Now we come to the preparation of classroom teachers for pre-kindergarten through 12 education. How do we know institutions of teacher training are preparing our children's teachers for accountability in instruction and improvement in student learning?

Sadly, now we know.

A new study by the National Council on Teacher Quality shows that the majority of teacher preparation programs in the United States offer inadequate training to aspiring teachers, leaving them unprepared to enter classrooms ready for the instructional goals of public schools.

Among more than 1,100 educational institutions evaluated by name, only 11 percent of elementary programs and 35 percent of secondary programs are providing adequate preparation for teachers in the subjects they will teach.

In Utah, no elementary programs are ensuring that teacher candidates receive the content needed to teach effectively. Secondary programs perform somewhat better, with four of nine earning a high rating.

Utah programs do a better job than many states preparing teacher candidates in reading, math and classroom management, but three-quarters of Utah programs fail to guarantee a high-quality student teaching experience.

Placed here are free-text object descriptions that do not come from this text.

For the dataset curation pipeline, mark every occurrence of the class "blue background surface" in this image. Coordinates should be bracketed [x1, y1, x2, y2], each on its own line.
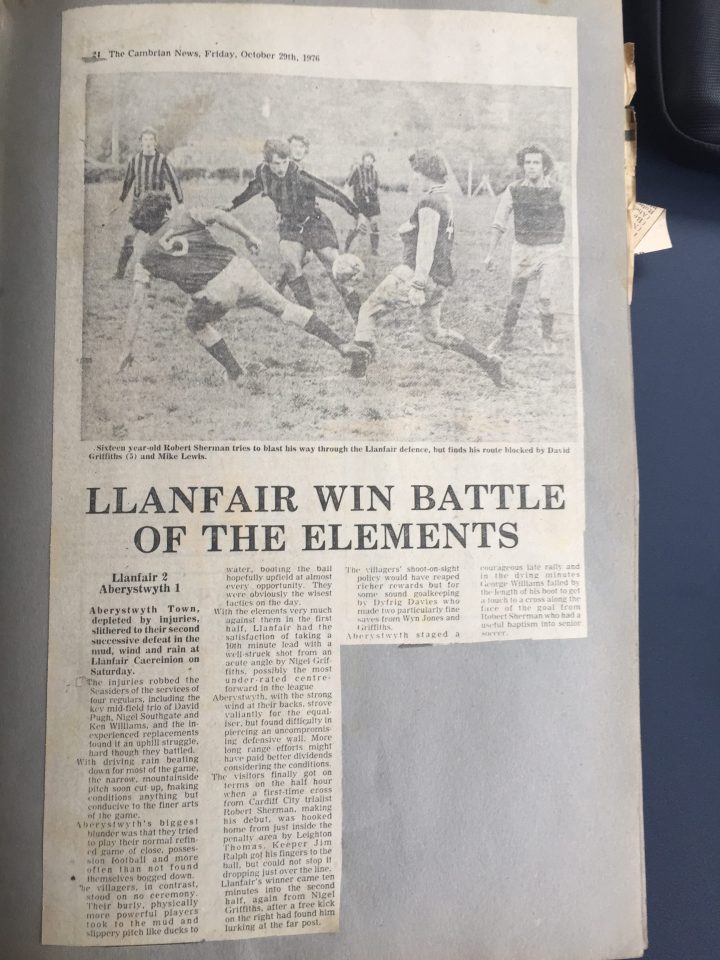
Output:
[629, 108, 720, 960]
[0, 5, 716, 958]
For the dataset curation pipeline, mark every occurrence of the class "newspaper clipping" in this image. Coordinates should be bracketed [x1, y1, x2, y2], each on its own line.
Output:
[44, 4, 584, 945]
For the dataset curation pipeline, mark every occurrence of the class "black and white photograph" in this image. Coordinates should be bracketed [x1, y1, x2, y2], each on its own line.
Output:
[81, 73, 576, 442]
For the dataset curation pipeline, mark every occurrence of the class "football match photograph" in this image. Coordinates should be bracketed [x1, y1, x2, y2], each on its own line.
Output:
[81, 72, 576, 442]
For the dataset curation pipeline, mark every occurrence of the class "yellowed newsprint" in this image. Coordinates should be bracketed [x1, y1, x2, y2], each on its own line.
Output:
[43, 3, 614, 950]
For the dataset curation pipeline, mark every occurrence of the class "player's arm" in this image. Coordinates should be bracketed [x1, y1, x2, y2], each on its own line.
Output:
[119, 158, 135, 203]
[302, 170, 360, 218]
[411, 206, 440, 299]
[557, 183, 568, 219]
[484, 227, 503, 263]
[201, 208, 262, 254]
[162, 156, 184, 204]
[484, 186, 513, 266]
[343, 166, 356, 203]
[116, 272, 149, 372]
[553, 183, 568, 248]
[228, 171, 263, 210]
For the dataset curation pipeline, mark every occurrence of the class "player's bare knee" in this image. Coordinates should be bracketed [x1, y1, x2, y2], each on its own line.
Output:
[280, 303, 312, 328]
[284, 264, 304, 282]
[281, 250, 304, 281]
[185, 298, 226, 334]
[358, 298, 384, 324]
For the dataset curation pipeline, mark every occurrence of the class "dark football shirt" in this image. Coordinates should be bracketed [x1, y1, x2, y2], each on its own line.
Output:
[231, 161, 358, 225]
[120, 151, 183, 203]
[347, 164, 379, 206]
[141, 209, 236, 294]
[508, 182, 565, 245]
[401, 188, 455, 286]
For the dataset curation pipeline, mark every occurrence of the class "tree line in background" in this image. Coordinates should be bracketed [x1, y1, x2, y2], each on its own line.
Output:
[85, 74, 571, 194]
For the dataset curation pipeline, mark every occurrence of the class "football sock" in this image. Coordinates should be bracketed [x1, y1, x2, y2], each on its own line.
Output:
[344, 230, 358, 253]
[370, 229, 379, 254]
[304, 314, 344, 352]
[341, 289, 361, 321]
[115, 238, 135, 278]
[504, 278, 528, 331]
[540, 312, 555, 338]
[504, 301, 520, 331]
[450, 339, 503, 385]
[289, 276, 315, 310]
[206, 338, 242, 380]
[348, 346, 371, 378]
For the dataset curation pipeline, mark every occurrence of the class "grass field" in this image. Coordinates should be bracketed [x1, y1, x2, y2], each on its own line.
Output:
[82, 180, 578, 443]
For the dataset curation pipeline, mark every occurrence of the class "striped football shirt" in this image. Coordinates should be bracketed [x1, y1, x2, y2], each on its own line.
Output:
[120, 151, 183, 203]
[347, 163, 379, 205]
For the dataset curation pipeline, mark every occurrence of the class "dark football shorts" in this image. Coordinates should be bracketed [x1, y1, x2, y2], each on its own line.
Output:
[279, 209, 339, 251]
[129, 192, 171, 227]
[357, 199, 381, 219]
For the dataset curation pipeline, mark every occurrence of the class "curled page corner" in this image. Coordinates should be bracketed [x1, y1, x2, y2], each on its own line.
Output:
[633, 203, 672, 255]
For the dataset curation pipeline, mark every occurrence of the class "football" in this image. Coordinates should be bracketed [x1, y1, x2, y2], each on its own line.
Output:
[332, 253, 365, 284]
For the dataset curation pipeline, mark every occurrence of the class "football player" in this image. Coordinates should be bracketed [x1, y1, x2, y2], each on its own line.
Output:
[345, 149, 503, 386]
[228, 139, 363, 323]
[288, 133, 311, 169]
[116, 191, 365, 383]
[114, 126, 183, 280]
[274, 133, 311, 293]
[484, 144, 566, 354]
[344, 151, 381, 255]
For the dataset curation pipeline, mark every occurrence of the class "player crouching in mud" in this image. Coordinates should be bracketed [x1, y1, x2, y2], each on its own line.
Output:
[345, 149, 503, 386]
[116, 191, 370, 384]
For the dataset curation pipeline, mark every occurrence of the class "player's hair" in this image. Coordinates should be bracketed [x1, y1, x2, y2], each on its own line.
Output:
[361, 151, 376, 163]
[516, 144, 554, 174]
[130, 190, 172, 233]
[288, 133, 310, 148]
[139, 126, 159, 141]
[408, 149, 448, 183]
[263, 138, 291, 162]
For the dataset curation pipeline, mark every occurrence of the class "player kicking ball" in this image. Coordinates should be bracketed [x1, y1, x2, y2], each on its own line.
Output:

The nation as a whole is undergoing massive demographic and cultural shifts. Unlike in past generations, our public schools today serve an ever-expanding mix of children from varied ethnic, socioeconomic and geographic backgrounds.

It is a disservice to all children and dangerous for the country if we continue to allow the preparation of teachers to continue with business as usual. One-size teaching no longer works.

A major part of the problem lies in who even qualifies to be a teacher. In countries where students outperform their U.S. counterparts, teacher-prep schools recruit candidates from the top third of the college-going population.

The NCTQ review found that only one in four U.S. programs restricts admission to even the top half of the college-going population. Only 39 percent of Utah programs set sufficient selection criteria.

As for instruction across the country, the review found that nearly three quarters of the programs evaluated are not providing elementary teacher candidates with practical, research-based training in how to teach reading; only 18 percent of math training programs replicate practices of higher performing nations; only 7 percent of programs make sure their students do their classroom training with a teacher designated as "effective"; and barely 1 in 5 programs provides teacher candidates with concrete classroom management strategies to address behavior problems.

These trends are underway as political leaders impose one policy du jour after another, from No Child Left Behind to Race to the Top to the Common Core State Standards.

And all this is happening as countries like China and India, with populations that vastly outnumber our own, are pouring enormous new resources into education to prepare more of their people for jobs in the global economy.

Worse yet, many U.S. teacher-prep schools have resisted making critical changes that would improve their programs' effectiveness.

Those of us in leadership positions need to take these NCTQ findings to heart and push for instructional strategies that align more closely with needs in the classroom. Our country can afford no less.

Marti Watson Garlett is the founding dean of the Teachers College at Western Governors University and a member of the NCTQ board of directors.